Dickmann und Lensing haben sich mit dem zunehmenden Einsatz kontext-sensitiver Anwendungen beschäftigt, die Benutzer mit einer aufgabenbezogenen Informationsbereitstellung bei ihren jeweiligen Tätigkeiten unterstützen sollen. Die meisten derartigen Lösungen sorgen jedoch eher für Irritationen auf Anwenderseite und stoßen deshalb auf mangelnde Akzeptanz. Ein wesentlicher Grund dafür ist, dass vorangegangene Interaktionen vom System nicht berücksichtigt werden, was das Verstehen der aktuellen Benutzerintention nahezu unmöglich macht. In ihrer Masterarbeit sind die beiden Informatiker der Frage nachgegangen, ob komplexere Assistenzfunktionen von einer Art Kurzzeitgedächtnis profitieren würden oder nicht. Im Ergebnis weisen sie nach, dass eine Berücksichtigung des Interaktionskontextes bis zu einem bestimmten Punkt die Klassifikation der Benutzerintention signifikant verbessert würde und geben dadurch den Entwicklern zukünftiger intelligenter Systeme wertvolle Einsichten mit auf den Weg.
Sandra Siegel hat in ihrer Bachlor-Arbeit untersucht, ob sich das in der Online-Plattform flickr und anderen sozialen Netzwerken übliche Verfahren der freien Vergabe von Schlagworten verbessern lässt. Das Problem beim so genannten „Social Tagging“ ist, dass es hierfür keine Regeln gibt: Jeder Benutzer indiziert seine Inhalte nach eigenem Gusto, was die Suche für andere Anwender erschwert, da kein gemeinsames Vokabular existiert. Siegel erläutert in ihrer Arbeit zunächst, warum das “Taggen” überhaupt funktioniert und zeigt dann auf, wie man herausfindet, welche Tags zusammen gehören bzw. einander ähnlich sind. Aus dieser Betrachtung entstehen semantische „Tag Clouds”, d.h. visualisierte Wortwolken, die Anwendern eine wesentlich bessere Orientierung im Datenbestand ermöglichen.

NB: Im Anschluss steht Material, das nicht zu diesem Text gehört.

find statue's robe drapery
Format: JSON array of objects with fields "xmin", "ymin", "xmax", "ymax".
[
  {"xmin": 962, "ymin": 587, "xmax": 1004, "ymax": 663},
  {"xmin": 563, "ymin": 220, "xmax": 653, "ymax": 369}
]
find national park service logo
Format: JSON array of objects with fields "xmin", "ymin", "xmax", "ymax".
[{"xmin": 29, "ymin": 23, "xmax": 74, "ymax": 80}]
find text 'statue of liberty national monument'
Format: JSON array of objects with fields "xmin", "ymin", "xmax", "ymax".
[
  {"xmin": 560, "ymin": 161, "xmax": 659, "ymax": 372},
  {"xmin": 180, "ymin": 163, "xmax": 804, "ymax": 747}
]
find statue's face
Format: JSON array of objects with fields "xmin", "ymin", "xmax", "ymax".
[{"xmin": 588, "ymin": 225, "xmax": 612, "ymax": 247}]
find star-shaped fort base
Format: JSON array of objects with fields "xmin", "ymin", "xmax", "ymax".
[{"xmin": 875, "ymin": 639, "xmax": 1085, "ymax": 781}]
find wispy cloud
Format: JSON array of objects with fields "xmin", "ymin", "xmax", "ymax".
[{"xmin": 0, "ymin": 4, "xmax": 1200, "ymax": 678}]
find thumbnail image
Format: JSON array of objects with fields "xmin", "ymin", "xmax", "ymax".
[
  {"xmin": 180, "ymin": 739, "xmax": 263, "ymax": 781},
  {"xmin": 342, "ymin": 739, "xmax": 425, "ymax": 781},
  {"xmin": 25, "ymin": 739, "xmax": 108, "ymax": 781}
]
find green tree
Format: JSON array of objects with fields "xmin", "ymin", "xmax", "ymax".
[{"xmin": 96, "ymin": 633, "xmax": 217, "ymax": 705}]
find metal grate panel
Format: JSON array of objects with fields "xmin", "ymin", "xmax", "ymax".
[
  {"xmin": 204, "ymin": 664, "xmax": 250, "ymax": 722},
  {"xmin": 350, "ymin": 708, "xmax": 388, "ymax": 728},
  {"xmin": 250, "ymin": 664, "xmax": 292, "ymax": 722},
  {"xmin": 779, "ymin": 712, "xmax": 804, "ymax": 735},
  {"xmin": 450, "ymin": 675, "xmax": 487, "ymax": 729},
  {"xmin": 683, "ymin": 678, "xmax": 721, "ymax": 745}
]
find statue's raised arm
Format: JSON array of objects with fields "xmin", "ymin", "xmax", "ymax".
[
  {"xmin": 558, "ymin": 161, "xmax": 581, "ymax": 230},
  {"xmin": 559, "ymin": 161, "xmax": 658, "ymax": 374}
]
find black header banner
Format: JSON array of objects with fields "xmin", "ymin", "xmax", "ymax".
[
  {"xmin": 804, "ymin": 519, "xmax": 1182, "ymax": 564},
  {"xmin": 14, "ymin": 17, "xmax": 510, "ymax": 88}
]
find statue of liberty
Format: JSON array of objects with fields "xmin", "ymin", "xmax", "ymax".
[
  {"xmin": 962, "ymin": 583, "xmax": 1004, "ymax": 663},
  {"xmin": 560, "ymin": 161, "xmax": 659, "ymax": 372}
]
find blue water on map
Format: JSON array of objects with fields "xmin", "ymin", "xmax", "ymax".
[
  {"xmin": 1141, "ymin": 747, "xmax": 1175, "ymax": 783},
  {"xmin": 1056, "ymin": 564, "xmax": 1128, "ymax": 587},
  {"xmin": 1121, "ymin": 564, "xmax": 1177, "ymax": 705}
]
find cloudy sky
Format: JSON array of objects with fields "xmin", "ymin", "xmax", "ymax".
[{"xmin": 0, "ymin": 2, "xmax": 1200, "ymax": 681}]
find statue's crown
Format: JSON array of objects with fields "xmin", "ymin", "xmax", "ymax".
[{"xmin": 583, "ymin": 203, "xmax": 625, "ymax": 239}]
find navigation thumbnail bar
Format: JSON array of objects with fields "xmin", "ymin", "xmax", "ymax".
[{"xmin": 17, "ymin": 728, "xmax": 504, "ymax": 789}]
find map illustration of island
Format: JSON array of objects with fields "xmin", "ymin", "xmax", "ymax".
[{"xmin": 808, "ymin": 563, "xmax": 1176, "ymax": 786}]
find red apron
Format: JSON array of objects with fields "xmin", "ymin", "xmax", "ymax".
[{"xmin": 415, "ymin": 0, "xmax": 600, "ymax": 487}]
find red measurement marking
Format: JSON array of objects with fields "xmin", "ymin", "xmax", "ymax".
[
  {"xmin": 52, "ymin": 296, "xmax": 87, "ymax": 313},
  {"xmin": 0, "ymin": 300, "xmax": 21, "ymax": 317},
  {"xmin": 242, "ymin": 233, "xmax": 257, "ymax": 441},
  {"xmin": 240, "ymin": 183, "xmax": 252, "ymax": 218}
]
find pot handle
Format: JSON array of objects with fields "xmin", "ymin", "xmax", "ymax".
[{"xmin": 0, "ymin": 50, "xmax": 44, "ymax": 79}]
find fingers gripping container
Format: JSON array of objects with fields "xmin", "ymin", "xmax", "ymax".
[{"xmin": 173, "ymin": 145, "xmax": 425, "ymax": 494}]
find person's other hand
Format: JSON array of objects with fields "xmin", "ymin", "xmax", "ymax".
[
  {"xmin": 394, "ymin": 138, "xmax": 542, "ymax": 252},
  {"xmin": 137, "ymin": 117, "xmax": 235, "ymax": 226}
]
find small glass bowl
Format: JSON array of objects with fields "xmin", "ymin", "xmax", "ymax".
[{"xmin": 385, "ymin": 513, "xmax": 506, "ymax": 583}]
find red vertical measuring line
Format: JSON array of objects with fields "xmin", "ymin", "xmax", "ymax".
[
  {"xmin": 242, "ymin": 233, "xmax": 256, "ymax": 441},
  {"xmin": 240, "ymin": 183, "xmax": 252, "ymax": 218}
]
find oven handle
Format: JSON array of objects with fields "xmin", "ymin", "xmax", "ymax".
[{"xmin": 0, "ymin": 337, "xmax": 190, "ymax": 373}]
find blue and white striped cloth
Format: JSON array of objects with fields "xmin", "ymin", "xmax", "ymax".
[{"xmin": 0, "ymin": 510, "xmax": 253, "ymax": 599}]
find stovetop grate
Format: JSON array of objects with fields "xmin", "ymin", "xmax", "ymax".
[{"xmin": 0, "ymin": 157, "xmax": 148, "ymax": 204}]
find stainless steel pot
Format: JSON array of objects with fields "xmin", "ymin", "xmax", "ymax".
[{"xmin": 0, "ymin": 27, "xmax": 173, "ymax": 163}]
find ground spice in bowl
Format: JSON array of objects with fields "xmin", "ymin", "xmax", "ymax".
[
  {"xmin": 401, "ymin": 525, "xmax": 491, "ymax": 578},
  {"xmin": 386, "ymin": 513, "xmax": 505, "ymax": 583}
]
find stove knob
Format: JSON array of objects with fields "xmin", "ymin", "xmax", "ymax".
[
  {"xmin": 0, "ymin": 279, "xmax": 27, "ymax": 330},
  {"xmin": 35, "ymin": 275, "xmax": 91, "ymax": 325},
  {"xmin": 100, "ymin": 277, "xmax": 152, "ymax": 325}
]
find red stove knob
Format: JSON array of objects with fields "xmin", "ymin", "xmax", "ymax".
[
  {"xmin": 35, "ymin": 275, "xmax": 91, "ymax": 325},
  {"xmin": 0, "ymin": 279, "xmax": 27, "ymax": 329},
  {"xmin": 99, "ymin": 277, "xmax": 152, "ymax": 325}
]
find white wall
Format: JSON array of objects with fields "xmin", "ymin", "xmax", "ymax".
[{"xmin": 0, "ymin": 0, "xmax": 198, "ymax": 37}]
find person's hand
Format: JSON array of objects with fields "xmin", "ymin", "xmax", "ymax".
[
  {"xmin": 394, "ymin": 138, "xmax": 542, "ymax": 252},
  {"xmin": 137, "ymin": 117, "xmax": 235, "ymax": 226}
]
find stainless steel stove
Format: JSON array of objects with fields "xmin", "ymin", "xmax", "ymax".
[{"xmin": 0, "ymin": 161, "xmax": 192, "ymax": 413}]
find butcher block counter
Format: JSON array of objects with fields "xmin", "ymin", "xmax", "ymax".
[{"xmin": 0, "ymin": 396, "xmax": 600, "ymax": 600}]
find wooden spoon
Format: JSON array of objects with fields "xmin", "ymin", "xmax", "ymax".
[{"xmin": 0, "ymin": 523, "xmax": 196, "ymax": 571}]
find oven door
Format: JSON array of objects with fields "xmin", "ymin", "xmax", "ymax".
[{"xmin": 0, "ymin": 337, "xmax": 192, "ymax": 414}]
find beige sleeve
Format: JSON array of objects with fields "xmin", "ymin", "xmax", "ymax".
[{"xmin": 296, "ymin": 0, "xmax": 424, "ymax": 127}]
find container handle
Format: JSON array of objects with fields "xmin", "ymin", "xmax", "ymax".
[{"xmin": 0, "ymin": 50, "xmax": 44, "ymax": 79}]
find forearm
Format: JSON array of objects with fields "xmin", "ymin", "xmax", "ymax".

Die CONTACT Software GmbH will mit der Stiftung dieses Preises zum einen die Idee der Metropolregion Bremen-Oldenburg unterstützen und zum anderen Studienausrichtungen mit hohem Praxisbezug fördern. Das auf Lösungen für das Produktdaten- und Product Lifecycle Management fokussierte Unternehmen pflegt schon seit längerem eine enge Zusammenarbeit mit dem Bremer Technologie-Zentrum Informatik und Informationstechnik (TZI) und dem Oldenburger Informatikinstitut OFFIS. Beide Hochschuleinrichtungen zielen mit ihrer Forschung im Bereich innovativer Informations- und Kommunikationstechnologien auf den Transfer in Produkte und Dienstleistungen ab. Dies hat in der Konsequenz zur Gründung einer gemeinsamen Plattform – dem OFFIS-TZI – und zu der Idee geführt, herausragende Leistungen im Bereich der angewandten Informatik mit einem Förderpreis zu ehren.